The Mensa Foundation, a separate charitable U.S. corporation, edits and publishes its own Mensa Research Journal, in which both Mensans and non-Mensans are published on various topics surrounding the concept and measure of intelligence. The national groups also issue periodicals, such as Mensa Bulletin, the monthly publication of American Mensa, and Mensa Magazine, the monthly publication of British Mensa.
Mensa has many events for members, from the local to the international level. Several countries hold a large event called the Annual Gathering (AG). It is held in a different city every year, with speakers, dances, leadership workshops, children's events, games, and other activities. The American and Canadian AGs are usually held during the American Independence Day (4 July) or Canada Day (1 July) weekends respectively.
There are also smaller gatherings called Regional Gatherings (RGs) held in various cities that attract members from large areas; the largest in the United States is held in the Chicago area around Halloween, and features a costume party for which many members create pun-based costumes.
In 2006, the Mensa World Gathering was held from 8–13 August in Orlando, Florida to celebrate the 60th anniversary of the founding of Mensa. An estimated 2,500 attendees from over 30 countries gathered for this celebration. The International Board of Directors also had a formal meeting there. In 2010, a joint American-Canadian Annual Gathering was held in Dearborn, Michigan, to mark the 50th anniversary of Mensa in North America; this is one of several times the US and Canada AGs have been combined. Other multinational gatherings are the European Mensas Annual Gathering (EMAG), and the Asian Mensa Gathering (AMG).
Since 1990 Mensa has also sponsored the annual Mensa Mind Games competition, whereat the Mensa Select award is given by American Mensa to five board games that are "original, challenging, and well designed".
Individual local groups and their members also host smaller events for members and their guests.
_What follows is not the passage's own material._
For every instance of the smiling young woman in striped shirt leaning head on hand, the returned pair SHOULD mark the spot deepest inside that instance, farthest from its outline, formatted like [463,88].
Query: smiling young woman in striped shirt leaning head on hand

Lunch or dinner events, lectures, tours, theatre outings, and games nights are all common.
Some Mensa groups publish members-only newsletters or magazines, which include articles and columns written by members, and information about upcoming Mensa events. Examples include the American Mensa Bulletin, the British Mensa magazine, and the Australian TableAus.
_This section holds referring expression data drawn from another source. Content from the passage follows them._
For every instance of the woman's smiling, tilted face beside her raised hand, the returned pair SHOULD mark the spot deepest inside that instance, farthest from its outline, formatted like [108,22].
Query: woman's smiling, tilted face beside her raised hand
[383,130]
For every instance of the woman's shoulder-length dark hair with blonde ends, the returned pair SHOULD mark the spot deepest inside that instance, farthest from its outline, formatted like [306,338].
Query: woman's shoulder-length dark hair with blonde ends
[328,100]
Mensa International publishes an International Journal, which "contains views and information about Mensa around the world". This journal is generally included in each national magazine.
Mensa also publishes the Mensa Research Journal, which "highlights scholarly articles and recent research related to intelligence". Unlike most Mensa publications, this journal is available to non-members.
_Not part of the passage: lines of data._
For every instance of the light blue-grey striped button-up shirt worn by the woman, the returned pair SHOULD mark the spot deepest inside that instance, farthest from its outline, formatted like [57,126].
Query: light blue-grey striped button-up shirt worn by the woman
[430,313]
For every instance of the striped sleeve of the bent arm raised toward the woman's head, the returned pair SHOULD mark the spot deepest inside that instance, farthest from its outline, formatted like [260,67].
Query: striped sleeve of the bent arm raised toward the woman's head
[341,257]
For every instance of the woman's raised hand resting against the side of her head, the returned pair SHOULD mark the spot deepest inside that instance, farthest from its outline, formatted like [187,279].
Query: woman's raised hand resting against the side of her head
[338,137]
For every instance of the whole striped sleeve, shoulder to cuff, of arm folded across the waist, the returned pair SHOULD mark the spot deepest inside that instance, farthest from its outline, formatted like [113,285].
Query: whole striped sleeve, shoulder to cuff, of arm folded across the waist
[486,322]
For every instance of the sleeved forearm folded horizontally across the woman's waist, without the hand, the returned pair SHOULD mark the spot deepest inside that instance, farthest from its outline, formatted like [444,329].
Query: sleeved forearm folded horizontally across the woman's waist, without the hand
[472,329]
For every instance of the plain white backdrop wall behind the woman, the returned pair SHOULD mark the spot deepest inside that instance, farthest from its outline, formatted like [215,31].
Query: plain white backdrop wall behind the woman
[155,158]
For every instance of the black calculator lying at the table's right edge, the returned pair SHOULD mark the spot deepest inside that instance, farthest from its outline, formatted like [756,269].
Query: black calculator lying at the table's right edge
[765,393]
All national and local groups welcome children; many offer activities, resources and newsletters specifically geared toward gifted children and their parents. Both American and British Mensa's youngest members joined at the age of two. The current youngest member of Mensa is Adam Kirby, from Mitcham, Surrey, UK who was invited to join at the age of 2 years and 4 months and gained full membership at the age of 2 years 5 months. He scored 141 on the Stanford-Binet IQ test.
American Mensa's oldest member is 102, and British Mensa had a member aged 103.
According to American Mensa's website, 38 percent of its members are baby boomers between the ages of 51 and 68, 31 percent are Gen-Xers between the ages of 27 and 48, and more than 2,600 members are under the age of 18. There are more than 1,800 families in the United States with two or more Mensa members. In addition, the American Mensa general membership is "66 percent male, 33 percent female". The aggregate of local and national leadership is distributed equally between the sexes.